Swedish researchers have successfully created an out-of-body experience in which they “swapped participants’” bodies, drastically changing their perceptions of themselves while also interfering with their ability to make memories.
The team from the Brain, Body, and Self Laboratory led by Henrik Ehrsson took 33 pairs of friends and “swapped” their bodies using VR headsets, which allowed participants to see themselves in their friend’s body.
“Body swapping is not a domain reserved for science fiction movies anymore,” said neuroscientist Pawel Tacikowski from the Karolinska Institutet in Sweden.
The team also included a tactile element to the experiment so the participants could feel what they saw in the goggles, similar to 4D cinema experiences.
Pushing the experiment even further, when one participant was threatened with a prop knife, the other would break out in a sweat, showing just how far the dissociation could go, even in a limited timeframe.
Before, during and after the minutes-long experiments, the participants were asked to rate both themselves and their friend on a number of personality traits such as talkativeness, cheerfulness, independence, and confidence.
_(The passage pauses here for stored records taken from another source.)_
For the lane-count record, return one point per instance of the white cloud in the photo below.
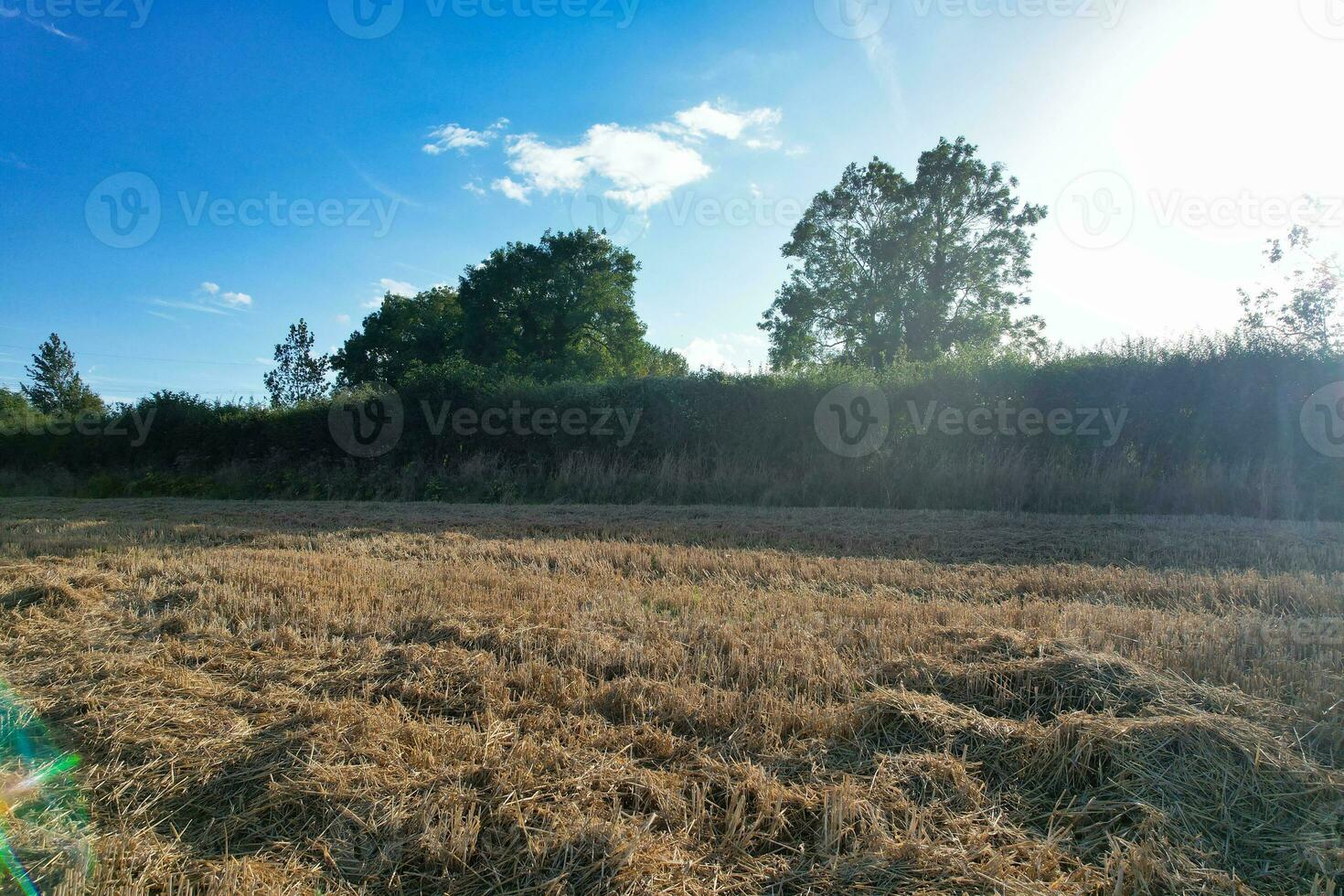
(757, 123)
(641, 166)
(397, 286)
(635, 166)
(461, 139)
(511, 188)
(394, 286)
(732, 352)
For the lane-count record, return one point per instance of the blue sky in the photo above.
(300, 171)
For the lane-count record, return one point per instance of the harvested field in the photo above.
(274, 698)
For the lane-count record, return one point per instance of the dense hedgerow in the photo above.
(1211, 426)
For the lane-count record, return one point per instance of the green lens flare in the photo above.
(45, 830)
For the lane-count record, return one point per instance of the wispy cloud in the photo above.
(208, 298)
(454, 136)
(200, 308)
(394, 286)
(634, 165)
(5, 12)
(731, 352)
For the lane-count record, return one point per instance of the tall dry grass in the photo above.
(420, 699)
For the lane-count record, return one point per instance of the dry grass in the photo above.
(422, 699)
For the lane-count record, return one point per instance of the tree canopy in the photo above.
(300, 375)
(57, 387)
(889, 268)
(562, 308)
(1300, 305)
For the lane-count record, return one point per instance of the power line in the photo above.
(142, 357)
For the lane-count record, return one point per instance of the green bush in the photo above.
(1212, 426)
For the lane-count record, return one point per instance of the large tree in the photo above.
(57, 387)
(1300, 303)
(562, 308)
(887, 268)
(300, 375)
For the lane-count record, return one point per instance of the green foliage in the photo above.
(889, 268)
(558, 309)
(1211, 427)
(405, 332)
(1300, 306)
(300, 375)
(16, 412)
(57, 387)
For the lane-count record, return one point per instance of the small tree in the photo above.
(1300, 308)
(562, 308)
(405, 332)
(300, 375)
(57, 387)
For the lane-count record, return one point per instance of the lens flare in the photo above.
(45, 842)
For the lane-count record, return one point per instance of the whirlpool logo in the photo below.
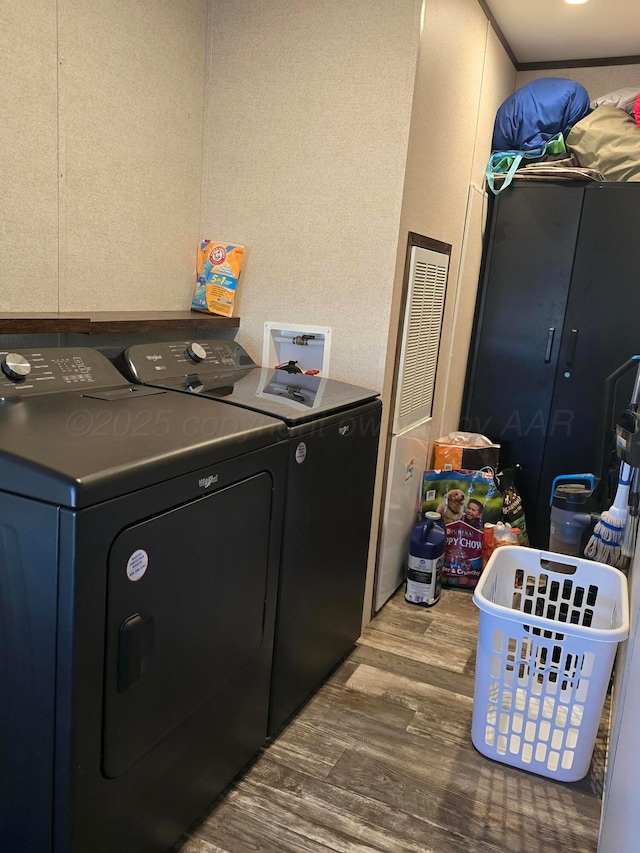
(205, 482)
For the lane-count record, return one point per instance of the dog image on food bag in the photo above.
(452, 507)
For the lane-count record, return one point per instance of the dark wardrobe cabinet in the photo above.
(558, 312)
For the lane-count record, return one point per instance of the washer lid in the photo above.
(228, 373)
(107, 438)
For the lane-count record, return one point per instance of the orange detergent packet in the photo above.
(218, 272)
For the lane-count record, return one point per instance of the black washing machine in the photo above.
(333, 430)
(139, 550)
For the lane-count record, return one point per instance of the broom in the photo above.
(605, 544)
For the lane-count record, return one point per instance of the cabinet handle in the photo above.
(572, 346)
(550, 336)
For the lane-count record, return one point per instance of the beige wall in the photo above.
(462, 76)
(28, 157)
(597, 80)
(306, 140)
(101, 163)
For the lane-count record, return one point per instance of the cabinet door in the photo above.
(602, 331)
(519, 324)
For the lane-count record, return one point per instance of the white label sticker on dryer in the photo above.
(137, 565)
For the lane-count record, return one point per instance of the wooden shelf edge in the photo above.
(111, 322)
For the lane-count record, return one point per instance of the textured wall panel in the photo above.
(131, 112)
(28, 157)
(306, 140)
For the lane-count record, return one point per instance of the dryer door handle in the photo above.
(135, 650)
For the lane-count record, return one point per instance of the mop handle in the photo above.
(622, 494)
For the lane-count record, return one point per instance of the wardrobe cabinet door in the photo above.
(602, 330)
(519, 324)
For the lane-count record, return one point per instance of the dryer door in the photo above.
(185, 613)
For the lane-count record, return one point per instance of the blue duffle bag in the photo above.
(536, 112)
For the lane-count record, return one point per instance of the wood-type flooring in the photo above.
(380, 759)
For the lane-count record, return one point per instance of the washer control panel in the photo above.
(162, 361)
(24, 373)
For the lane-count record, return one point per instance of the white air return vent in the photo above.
(420, 337)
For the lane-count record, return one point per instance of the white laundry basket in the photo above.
(548, 633)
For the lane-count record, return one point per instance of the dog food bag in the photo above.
(466, 501)
(218, 272)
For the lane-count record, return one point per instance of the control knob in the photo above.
(15, 366)
(196, 352)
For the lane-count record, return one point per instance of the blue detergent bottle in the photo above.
(426, 558)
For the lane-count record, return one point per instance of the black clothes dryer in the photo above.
(139, 548)
(333, 430)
The answers changed dramatically over the course of the experiment.
“We show that the self-concept has the potential to change really quickly, which brings us to some potentially interesting practical implications,” Tacikowski said.
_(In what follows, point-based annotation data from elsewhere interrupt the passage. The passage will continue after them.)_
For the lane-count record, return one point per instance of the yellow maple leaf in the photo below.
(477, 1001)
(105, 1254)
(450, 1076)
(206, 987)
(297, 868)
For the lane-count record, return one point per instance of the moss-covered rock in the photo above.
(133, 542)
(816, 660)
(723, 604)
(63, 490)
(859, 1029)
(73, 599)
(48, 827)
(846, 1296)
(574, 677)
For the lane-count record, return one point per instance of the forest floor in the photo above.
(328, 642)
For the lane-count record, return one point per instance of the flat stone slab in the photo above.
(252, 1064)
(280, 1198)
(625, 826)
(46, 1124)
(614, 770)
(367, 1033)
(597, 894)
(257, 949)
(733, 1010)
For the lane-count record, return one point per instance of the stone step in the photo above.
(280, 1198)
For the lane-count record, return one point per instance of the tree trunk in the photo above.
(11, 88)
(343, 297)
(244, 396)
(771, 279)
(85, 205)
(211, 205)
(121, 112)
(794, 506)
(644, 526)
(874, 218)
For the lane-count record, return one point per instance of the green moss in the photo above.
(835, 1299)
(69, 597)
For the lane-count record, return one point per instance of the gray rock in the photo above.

Tacikowski added that those living with depression often have what he called, “rigid and negative beliefs about themselves” which can greatly inhibit their everyday lives but, with a slight alteration of this illusion, it can have profound effects on these apparently intractable ideas of self.
The researchers think the research may one day open doors into several depersonalization disorders, including schizophrenia, and potentially provide novel treatment options.
Curiously, the participants also performed worse in memory tests carried out shortly after they took part in the body swap, as if their memories faded along with their sense of self, however briefly.
“People are better at remembering things that are related to themselves” says Tacikowski, suggesting that, by manipulating a person’s self-representation, they managed to interfere with their memory.
Participants who embraced the experiment more, or “became” their friends the most, performed better on the memory tests, likely as their “self incoherence” or the gap between their sense of self and their physical body, was lower posit the researchers.
This dissonance between body and mind may impact our ability to form and store memories and the research goes at least some way towards showing that, “Walking a mile in another person’s shoes really can change the way you think.”
The research was published in the journal iScience.